Passer du statut de malade au statut de patient engage le sujet dans l'acceptation d'une relation thérapeutique se basant sur une confiance mutuelle. Le patient doit faire confiance à priori au thérapeute en lui reconnaissant son statut de professionnel, à travers sa formation, ses compétences, sa réputation. Le prestataire doit faire confiance à priori au patient en lui reconnaissant sa souffrance, son mal-être, ses douleurs, ses doutes. Tout se joue dans l'instant où les protagonistes s'accordent la confiance l'un envers l'autre. Le thérapeute a tout à apprendre en écoutant le sujet face à lui qui explique comment il est devenu malade et pourquoi il se confie à lui avec l'espoir d'être traité comme un patient. Ainsi, le terme patient, outre sa définition de départ – malade qui consulte, personne qui reçoit des soins – est consubstantiel au malade en demande de traitement.

La perspective du patient

Avec ce constat, on ne voit pas très bien pourquoi le terme patient disparaitrait, si ce n'est dans la volonté de certains thérapeutes pionniers de considérer les patients comme égaux à eux-mêmes. C'est ainsi que peu à peu, la notion d'usager fait son apparition. L'usager est la personne qui a un droit d'usage d'un service.
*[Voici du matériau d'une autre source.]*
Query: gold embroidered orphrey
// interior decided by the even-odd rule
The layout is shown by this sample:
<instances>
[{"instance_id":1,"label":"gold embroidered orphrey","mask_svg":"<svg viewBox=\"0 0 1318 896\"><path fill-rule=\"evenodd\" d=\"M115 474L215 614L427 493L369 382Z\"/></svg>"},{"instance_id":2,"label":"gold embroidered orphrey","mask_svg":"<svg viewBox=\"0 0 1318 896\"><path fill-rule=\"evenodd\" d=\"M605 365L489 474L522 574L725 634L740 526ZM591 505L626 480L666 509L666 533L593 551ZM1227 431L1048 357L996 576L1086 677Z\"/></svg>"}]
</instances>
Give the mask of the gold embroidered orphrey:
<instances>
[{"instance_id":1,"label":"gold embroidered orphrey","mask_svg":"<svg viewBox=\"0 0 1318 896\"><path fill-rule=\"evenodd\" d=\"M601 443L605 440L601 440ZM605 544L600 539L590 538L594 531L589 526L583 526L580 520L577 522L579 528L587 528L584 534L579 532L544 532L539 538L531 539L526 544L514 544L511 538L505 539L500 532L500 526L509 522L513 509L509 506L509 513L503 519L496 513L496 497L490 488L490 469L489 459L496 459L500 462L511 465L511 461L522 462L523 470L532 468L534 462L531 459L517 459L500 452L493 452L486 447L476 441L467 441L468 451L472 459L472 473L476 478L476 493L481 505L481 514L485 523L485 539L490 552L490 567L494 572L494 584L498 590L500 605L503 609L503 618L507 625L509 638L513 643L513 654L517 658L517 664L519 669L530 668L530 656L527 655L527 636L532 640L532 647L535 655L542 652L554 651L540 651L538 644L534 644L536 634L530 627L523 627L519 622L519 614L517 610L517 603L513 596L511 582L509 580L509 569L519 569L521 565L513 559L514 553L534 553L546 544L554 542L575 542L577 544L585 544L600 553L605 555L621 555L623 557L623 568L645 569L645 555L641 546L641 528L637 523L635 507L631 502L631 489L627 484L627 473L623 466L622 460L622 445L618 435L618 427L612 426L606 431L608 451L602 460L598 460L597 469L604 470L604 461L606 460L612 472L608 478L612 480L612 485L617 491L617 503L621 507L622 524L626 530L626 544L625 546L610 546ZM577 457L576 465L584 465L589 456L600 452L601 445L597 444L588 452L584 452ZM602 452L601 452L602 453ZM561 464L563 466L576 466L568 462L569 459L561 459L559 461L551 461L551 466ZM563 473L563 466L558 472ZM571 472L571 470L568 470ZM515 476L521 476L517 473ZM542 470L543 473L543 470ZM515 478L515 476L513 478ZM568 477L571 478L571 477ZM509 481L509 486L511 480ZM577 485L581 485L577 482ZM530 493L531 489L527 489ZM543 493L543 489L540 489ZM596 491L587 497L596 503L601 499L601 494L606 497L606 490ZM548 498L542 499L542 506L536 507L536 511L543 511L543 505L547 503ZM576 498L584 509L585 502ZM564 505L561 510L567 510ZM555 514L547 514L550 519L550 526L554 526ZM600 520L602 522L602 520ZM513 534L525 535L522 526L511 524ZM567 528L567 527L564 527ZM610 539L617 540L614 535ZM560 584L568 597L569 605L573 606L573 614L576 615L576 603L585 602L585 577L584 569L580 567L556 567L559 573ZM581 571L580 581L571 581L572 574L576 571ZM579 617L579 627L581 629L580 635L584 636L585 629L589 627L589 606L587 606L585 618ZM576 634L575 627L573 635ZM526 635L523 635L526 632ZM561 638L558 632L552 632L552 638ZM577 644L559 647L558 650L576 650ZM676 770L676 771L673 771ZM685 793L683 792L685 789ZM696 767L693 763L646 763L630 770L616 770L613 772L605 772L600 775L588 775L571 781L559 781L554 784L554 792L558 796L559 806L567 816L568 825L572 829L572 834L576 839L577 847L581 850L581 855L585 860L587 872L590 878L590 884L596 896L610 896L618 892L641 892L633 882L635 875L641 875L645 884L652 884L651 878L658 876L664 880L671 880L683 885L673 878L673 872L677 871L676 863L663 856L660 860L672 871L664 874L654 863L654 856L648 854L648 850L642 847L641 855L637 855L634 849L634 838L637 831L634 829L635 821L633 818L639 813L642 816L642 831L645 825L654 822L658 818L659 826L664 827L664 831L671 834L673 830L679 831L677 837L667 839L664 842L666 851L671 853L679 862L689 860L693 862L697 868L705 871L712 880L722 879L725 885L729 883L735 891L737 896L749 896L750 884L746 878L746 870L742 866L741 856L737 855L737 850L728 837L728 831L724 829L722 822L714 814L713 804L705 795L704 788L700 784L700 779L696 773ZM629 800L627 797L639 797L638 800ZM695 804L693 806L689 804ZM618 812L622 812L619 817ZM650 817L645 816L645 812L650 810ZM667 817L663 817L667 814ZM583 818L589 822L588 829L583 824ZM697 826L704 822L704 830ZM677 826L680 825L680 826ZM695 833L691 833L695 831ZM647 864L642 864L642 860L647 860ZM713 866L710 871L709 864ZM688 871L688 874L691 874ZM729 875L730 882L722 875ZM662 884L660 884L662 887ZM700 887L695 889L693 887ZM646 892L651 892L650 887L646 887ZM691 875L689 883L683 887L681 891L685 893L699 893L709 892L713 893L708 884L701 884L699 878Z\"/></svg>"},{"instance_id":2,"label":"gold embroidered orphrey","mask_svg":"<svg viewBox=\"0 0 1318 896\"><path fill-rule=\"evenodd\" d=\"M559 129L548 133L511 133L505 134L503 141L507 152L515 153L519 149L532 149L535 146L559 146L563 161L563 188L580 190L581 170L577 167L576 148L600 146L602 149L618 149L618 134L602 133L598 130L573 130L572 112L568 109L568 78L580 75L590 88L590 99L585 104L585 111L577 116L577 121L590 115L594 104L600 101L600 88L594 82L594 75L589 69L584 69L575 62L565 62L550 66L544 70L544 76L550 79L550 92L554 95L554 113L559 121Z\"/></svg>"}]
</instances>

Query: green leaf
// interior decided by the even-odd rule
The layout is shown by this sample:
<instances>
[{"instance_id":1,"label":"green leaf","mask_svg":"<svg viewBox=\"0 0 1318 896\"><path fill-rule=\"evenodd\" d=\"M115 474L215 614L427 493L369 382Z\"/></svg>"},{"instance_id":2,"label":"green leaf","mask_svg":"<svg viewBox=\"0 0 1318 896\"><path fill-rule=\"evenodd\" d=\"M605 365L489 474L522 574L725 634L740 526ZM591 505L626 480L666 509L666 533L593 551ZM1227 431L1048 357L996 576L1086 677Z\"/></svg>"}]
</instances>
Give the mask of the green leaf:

Cette considération tend à rendre un rôle actif au patient précédemment considéré passif. Envisager un malade en tant qu'usager crée une tension positive due au fait que l'usager a un droit de critique sur le service qui lui est prodigué. L'usager, délesté du poids de méconnaissance du patient, se hasarde à donner un avis citoyen sur la prestation qui lui est servie. Être malade et en capacité d'agir sur son environnement procure cette liberté de conduire sa propre vie quelles que soient les circonstances. En temps normal, l'usager, sans jamais être professionnel de santé, gère son quotidien de personne non malade en décidant de son hygiène de vie (nourriture saine, sport, absence de tabac...). Cette hygiène de vie a des conséquences directes sur la santé de l'usager. Dès lors, pourquoi l'usager perdrait-il tout discernement lorsque la maladie fait son apparition ? Ce nouveau patient actif est aussi qualifié d'« actient ». L'usager fait valoir son esprit critique comme levier d'amélioration des systèmes de soins, mais cet esprit critique a une limite : il doit rester totalement indépendant du monde qui dispense les soins.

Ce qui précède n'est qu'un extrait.